VG Münster: "Falsche Syrer" durften nach Russland abgeschoben werden

Die auf die asylrechtliche Feststellung von Abschiebungsverboten beziehungsweise die aufenthaltsrechtliche Gewährung von Abschiebungsschutz gerichteten Eilanträge einer in Rhede lebenden Familie mit russischer Staatsangehörigkeit, der 2016 aufgrund ihrer Behauptung, aus Syrien zu stammen, die Flüchtlingseigenschaft zuerkannt worden war, bleiben erfolglos. Dies hat das Verwaltungsgericht Münster mit Beschlüssen vom 06.01.2020 und 23.01.2020 entschieden (Az.: 2 L 1222/19.A und 8 L 1221/19). Die gegen den aufenthaltsrechtlichen Beschluss eingelegte Beschwerde zum Oberverwaltungsgericht Nordrhein-Westfalen in Münster blieb ebenfalls erfolglos (Az.: 17 B 105/20).

Zuständige Ausländerbehörde zweifelte an Herkunft

Die Antragsteller waren im September 2014 in die Bundesrepublik Deutschland eingereist und hatten mit der Behauptung Asylanträge gestellt, sie seien syrische Staatsangehörige kurdischer Volkszugehörigkeit und jesidischer Religion.
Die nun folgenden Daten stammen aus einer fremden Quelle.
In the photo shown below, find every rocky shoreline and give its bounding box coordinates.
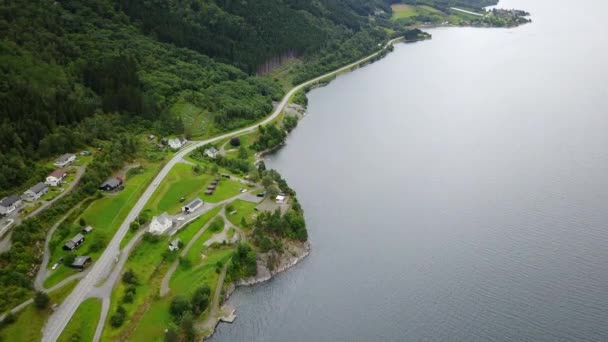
[203,241,311,340]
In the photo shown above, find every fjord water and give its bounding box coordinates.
[213,0,608,341]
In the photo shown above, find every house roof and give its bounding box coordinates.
[49,169,65,178]
[28,182,49,194]
[70,233,84,243]
[101,177,122,188]
[184,198,203,208]
[152,212,173,226]
[57,153,74,163]
[72,255,91,266]
[0,195,21,208]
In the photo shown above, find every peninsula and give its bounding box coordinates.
[0,0,527,341]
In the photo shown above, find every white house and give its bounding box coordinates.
[167,138,186,150]
[182,198,204,213]
[204,147,220,158]
[46,169,67,186]
[23,182,49,201]
[0,195,21,215]
[169,238,182,252]
[149,213,173,234]
[55,153,76,167]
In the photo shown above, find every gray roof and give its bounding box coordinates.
[152,212,173,226]
[72,255,91,266]
[0,195,21,208]
[70,233,84,243]
[101,177,120,188]
[28,182,49,194]
[184,198,203,208]
[57,153,74,163]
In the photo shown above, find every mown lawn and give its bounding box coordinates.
[391,4,418,20]
[146,163,243,214]
[175,206,222,246]
[102,237,170,341]
[103,208,221,341]
[131,248,234,341]
[226,198,261,228]
[59,298,101,342]
[44,164,158,288]
[184,216,224,265]
[0,281,77,342]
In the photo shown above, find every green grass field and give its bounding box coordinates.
[44,164,157,288]
[0,281,77,342]
[170,100,220,139]
[391,4,418,20]
[102,238,169,341]
[146,164,243,214]
[175,206,222,246]
[226,200,257,228]
[59,298,101,342]
[103,207,221,341]
[130,248,233,341]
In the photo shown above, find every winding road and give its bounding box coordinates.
[42,38,402,342]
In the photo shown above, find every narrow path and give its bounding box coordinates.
[34,197,90,291]
[160,207,224,297]
[42,37,403,342]
[25,166,86,219]
[197,263,229,332]
[93,297,110,342]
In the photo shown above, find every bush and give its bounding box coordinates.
[34,291,51,310]
[110,305,127,328]
[169,295,190,319]
[143,232,163,243]
[230,137,241,147]
[2,312,17,326]
[122,269,137,285]
[89,238,106,253]
[129,221,140,232]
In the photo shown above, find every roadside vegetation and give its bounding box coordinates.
[59,298,101,342]
[0,281,77,341]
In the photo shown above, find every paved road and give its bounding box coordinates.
[25,166,86,219]
[450,7,484,17]
[42,38,401,342]
[34,198,95,291]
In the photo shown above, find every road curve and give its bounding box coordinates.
[42,38,402,342]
Mit Bescheid vom 02.03.2015 hatte das Bundesamt für Migration und Flüchtlinge (BAMF) ihnen daraufhin die Flüchtlingseigenschaft zuerkannt. Im November 2015 hatte die zuständige Ausländerbehörde dem BAMF mitgeteilt, es handele sich offensichtlich um ukrainische Staatsangehörige, die kein Wort Arabisch sprächen und die ganz offen gegenüber anderen Asylbewerbern geäußert hätten, wie einfach es sei, die deutschen Behörden zu täuschen. Daraufhin hatte das BAMF mit Bescheid vom 13.04.2016 die den Antragstellern zuerkannte Flüchtlingseigenschaft zurückgenommen. Die hiergegen gerichtete Klage hatte das VG mit Urteil vom 05.04.2018 abgewiesen (Az.: 8 K 1648/16.A).

Familie wendet sich gegen Abschiebung

Nachdem die Antragsteller im November 2019 der Ausländerbehörde des Kreises Borken durch Vorlage entsprechender Dokumente offenbart hatten, Staatsangehörige der Russischen Föderation zu sein, stellte das BAMF unter dem 02.12.2019 fest, dass Abschiebungsverbote hinsichtlich der Russischen Föderation nicht vorlägen. Mit Bescheid vom 03.12.2019 forderte der Kreis Borken die Antragsteller auf, das Bundesgebiet zu verlassen, und drohte ihnen die Abschiebung in die Russische Föderation an. Gegen diese Bescheide wandten sich die Antragsteller nunmehr unter anderem mit der Begründung, beim Familienvater sei eine behandlungsbedürftige psychische Erkrankung mit Suizidneigung festgestellt worden. Bei den Kindern lägen die Voraussetzungen für die Erteilung von Aufenthaltserlaubnissen vor. Sie hätten selbst keine falschen Angaben gemacht. Die von ihren Eltern vorgenommene Täuschung sei ihnen als Minderjährige nicht zuzurechnen.

Eilanträge erfolglos

Die Eilanträge lehnte das VG ab. In den Gründen des asylrechtlichen Beschlusses heißt es unter anderem, die Antragsteller hätten die Voraussetzungen eines Abschiebungsverbots nicht glaubhaft gemacht. Das vorgelegte ärztliche Attest genüge bereits nicht den von der Rechtsprechung geforderten Mindeststandards zur Substantiierung einer psychischen Erkrankung. Darüber hinaus seien die diagnostizierten psychischen Erkrankungen in der Russischen Föderation behandelbar. Zur Begründung des aufenthaltsrechtlichen Beschlusses führte das Gericht unter anderem an, eine Reiseunfähigkeit sei selbst dann nicht glaubhaft gemacht, wenn beim Antragsteller zu 1. tatsächlich eine akute Suizidgefahr bestehen sollte. Denn der Antragsgegner habe mitgeteilt, er werde eine ärztliche und polizeiliche Begleitung der Abschiebungsmaßnahme bis zur Übergabe am Zielflughafen, eine Inempfangnahme durch medizinisches Personal am Zielflughafen und gegebenenfalls die Mitgabe eines Medikamentendepots organisieren. Der Abschiebung stehe auch kein Anspruch der Kinder der Antragsteller zu 1. und 2. auf Erteilung einer Aufenthaltserlaubnis entgegen. Die erforderliche positive Integrationsprognose könne nicht festgestellt werden.

VG Münster - 2 L 1222/19.A

Redaktion beck-aktuell, 29. Januar 2020.